8.これからの教育はどうあるべきだと思いますか?

人間性評価する社会を

・子供に自由に、自発的に、物事にとりくませる(文三 2年 女)
・少人数で、一人一人にあった教育を目指すことだと思います(理二 ?年 ?)
・子どものこころとからだを鍛え直すことが必要(理二 2年 男)
・学校と協力しつつ親が子供とともに学び、積極的に教育していく(理二 1年 男)
・教師が「平等」と「画一」とは違うものだと認識し、画一的な教育を改める(文一
2年 男)
・欧米のように、高校までは勉強に縛りつけずにボランティア活動など人間性を評価し、勉強したい人だけがそのために大学に入り、環境の整った中で教授の「分かる講義」で本格的に勉強し、社会が大学に「入る」ことでなく、「出る」ことを評価し、かといって大学を出なくても何も恥じることなく皆平等に夢をつかむチャンスがあることを国民が認めている社会(理一 2年 男) 

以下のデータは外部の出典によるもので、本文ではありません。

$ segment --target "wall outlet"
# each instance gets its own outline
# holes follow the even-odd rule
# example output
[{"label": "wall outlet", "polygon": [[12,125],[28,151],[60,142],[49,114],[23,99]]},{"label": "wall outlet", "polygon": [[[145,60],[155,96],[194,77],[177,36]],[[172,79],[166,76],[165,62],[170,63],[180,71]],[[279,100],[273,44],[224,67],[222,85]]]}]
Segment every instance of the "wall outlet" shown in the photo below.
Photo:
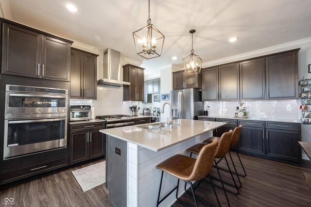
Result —
[{"label": "wall outlet", "polygon": [[120,156],[121,156],[121,149],[119,148],[118,147],[116,147],[116,154],[120,155]]}]

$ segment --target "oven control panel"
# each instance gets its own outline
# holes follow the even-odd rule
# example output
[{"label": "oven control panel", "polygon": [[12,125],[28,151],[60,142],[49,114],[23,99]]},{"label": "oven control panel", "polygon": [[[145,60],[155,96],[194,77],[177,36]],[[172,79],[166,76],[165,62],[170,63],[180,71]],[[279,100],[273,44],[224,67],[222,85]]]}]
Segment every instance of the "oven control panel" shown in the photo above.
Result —
[{"label": "oven control panel", "polygon": [[28,93],[40,93],[44,94],[67,94],[66,89],[56,88],[48,88],[36,87],[22,86],[17,85],[9,85],[9,91],[17,91]]}]

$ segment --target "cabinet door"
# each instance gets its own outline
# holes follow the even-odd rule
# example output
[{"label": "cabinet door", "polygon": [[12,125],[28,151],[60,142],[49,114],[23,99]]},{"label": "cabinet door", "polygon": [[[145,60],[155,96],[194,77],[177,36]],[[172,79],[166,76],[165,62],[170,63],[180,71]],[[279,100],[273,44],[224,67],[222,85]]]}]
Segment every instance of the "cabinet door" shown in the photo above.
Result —
[{"label": "cabinet door", "polygon": [[267,99],[298,99],[297,52],[265,58]]},{"label": "cabinet door", "polygon": [[218,67],[202,70],[202,101],[218,100]]},{"label": "cabinet door", "polygon": [[160,81],[160,80],[159,79],[154,80],[153,81],[153,85],[154,85],[154,90],[153,90],[154,93],[159,93],[159,86],[160,85],[160,84],[159,84],[159,81]]},{"label": "cabinet door", "polygon": [[154,92],[154,82],[152,80],[146,82],[147,87],[148,87],[148,93],[152,93]]},{"label": "cabinet door", "polygon": [[97,97],[97,57],[88,54],[84,55],[84,97],[96,100]]},{"label": "cabinet door", "polygon": [[185,73],[185,88],[198,88],[199,87],[198,74],[190,75]]},{"label": "cabinet door", "polygon": [[2,73],[40,77],[42,35],[3,23]]},{"label": "cabinet door", "polygon": [[240,63],[241,100],[265,99],[264,58]]},{"label": "cabinet door", "polygon": [[185,79],[184,71],[173,73],[173,90],[183,89],[185,88]]},{"label": "cabinet door", "polygon": [[243,126],[238,144],[239,151],[254,155],[265,155],[264,128]]},{"label": "cabinet door", "polygon": [[129,87],[129,96],[130,101],[136,101],[137,99],[137,93],[136,92],[136,77],[137,76],[137,70],[135,67],[130,66],[129,67],[129,82],[130,83]]},{"label": "cabinet door", "polygon": [[90,132],[88,158],[97,158],[105,155],[104,134],[98,129]]},{"label": "cabinet door", "polygon": [[301,148],[298,143],[301,140],[300,131],[266,129],[266,154],[268,157],[300,163]]},{"label": "cabinet door", "polygon": [[70,44],[42,35],[42,78],[69,81]]},{"label": "cabinet door", "polygon": [[219,66],[219,100],[239,100],[240,76],[239,64]]},{"label": "cabinet door", "polygon": [[82,98],[83,88],[83,53],[71,50],[70,74],[70,97]]},{"label": "cabinet door", "polygon": [[144,70],[137,69],[137,80],[136,87],[137,91],[137,100],[144,101]]},{"label": "cabinet door", "polygon": [[69,164],[88,159],[88,131],[70,133]]}]

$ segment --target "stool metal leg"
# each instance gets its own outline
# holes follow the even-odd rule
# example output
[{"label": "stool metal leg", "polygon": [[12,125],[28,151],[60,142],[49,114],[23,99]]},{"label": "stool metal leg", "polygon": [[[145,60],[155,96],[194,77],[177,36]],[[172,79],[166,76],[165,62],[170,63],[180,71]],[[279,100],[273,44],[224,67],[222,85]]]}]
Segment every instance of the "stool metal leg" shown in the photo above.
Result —
[{"label": "stool metal leg", "polygon": [[228,196],[227,195],[227,193],[225,191],[225,186],[224,186],[224,183],[223,182],[223,179],[222,179],[222,177],[220,175],[220,173],[219,172],[219,169],[218,169],[218,167],[217,166],[217,163],[216,162],[216,160],[214,159],[214,162],[215,162],[215,165],[216,166],[216,169],[217,170],[217,173],[218,173],[218,176],[219,176],[219,179],[220,179],[220,182],[222,184],[222,186],[223,187],[223,189],[224,190],[224,192],[225,193],[225,199],[227,200],[227,203],[228,203],[228,206],[230,207],[231,206],[230,205],[230,202],[229,202],[229,199],[228,198]]}]

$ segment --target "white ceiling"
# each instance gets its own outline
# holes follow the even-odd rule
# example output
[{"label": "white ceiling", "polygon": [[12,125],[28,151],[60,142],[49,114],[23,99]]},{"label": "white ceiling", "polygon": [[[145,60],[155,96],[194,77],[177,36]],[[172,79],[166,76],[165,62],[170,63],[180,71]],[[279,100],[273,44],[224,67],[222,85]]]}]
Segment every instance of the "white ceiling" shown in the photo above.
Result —
[{"label": "white ceiling", "polygon": [[[149,76],[182,64],[190,54],[192,29],[197,31],[194,53],[203,63],[311,37],[310,0],[151,0],[151,23],[165,40],[161,57],[145,60],[136,54],[132,33],[147,25],[147,0],[8,2],[12,20],[100,50],[119,51],[142,62]],[[78,11],[69,11],[68,3]],[[238,41],[229,43],[233,36]]]}]

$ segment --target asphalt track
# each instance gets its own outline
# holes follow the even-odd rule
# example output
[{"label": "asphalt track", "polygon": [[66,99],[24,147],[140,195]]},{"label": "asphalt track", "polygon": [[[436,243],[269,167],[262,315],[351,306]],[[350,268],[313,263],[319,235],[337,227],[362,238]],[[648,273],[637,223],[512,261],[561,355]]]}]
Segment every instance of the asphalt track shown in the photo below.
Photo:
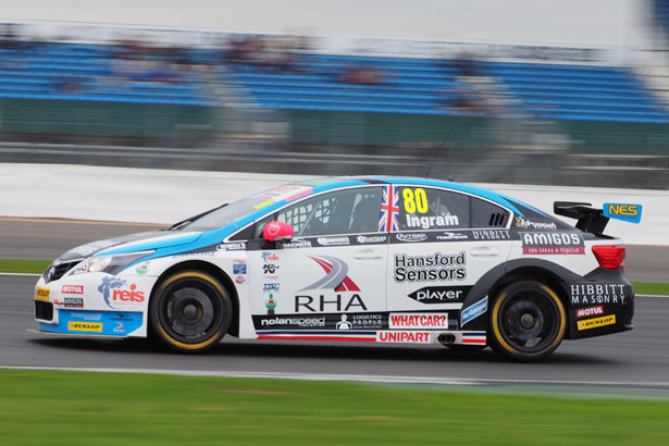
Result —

9.その他教育に関して思うことを教えて下さい。(特に「こころの教育」について)

心の教育は家庭で

・最近、教育を学校まかせにしすぎる傾向があると思う。教育の基本は家庭にあるべきだと思う(文三 2年 女)
・一つの学校に、最低一人は、心理学や、精神分析学を極めた人をおくべきだと思います。むしろ、保健の先生より大事かもしれませんよ(理一 2年 男)
・教育を施す側の力量の問題が最大の課題と思われる。また、教育を考える者の力量(価値観の柔軟性というか、「遊び」というか)も問われると思う(理一 2年 男)
・もっと教師は生徒とはなす時間を増やすべき(理一 2年 男)
・心の教育は家庭と自己でおこなうべきである(文 1年 男)
・個人的な経験からは、「倫理」という科目の勉強が非常に面白く、凄く自分のためにもなったと思う。また、教員資格を一層厳しくする必要がある。広範囲な教養、それなりの人格(測るのが難しいが)、教授法の巧みさなどを要求する必要があろう。法職並の格が与えられていいのではないか。また、そのためには今の文部省の、例えば教育委員会、といったシステムから、見直していく必要がある(文三 1年 男)
・「こころの教育」といってもどう実行するのかということになると難しいが、他人を傷つけないとか、物を大切にするなど、誰もが共有する道徳に限れば教え込む必要があると思う(文 1年 男)
・「こころの教育」は一人の教師が何か生徒たちに話す、という形ではおそらく成立し得ないであろうと思う。壮大なテーマなのですぐには意見をまとめられないが、とにかく他人を尊重することを自然に学べるような教育が実現することを望みたい(文一 2年 男)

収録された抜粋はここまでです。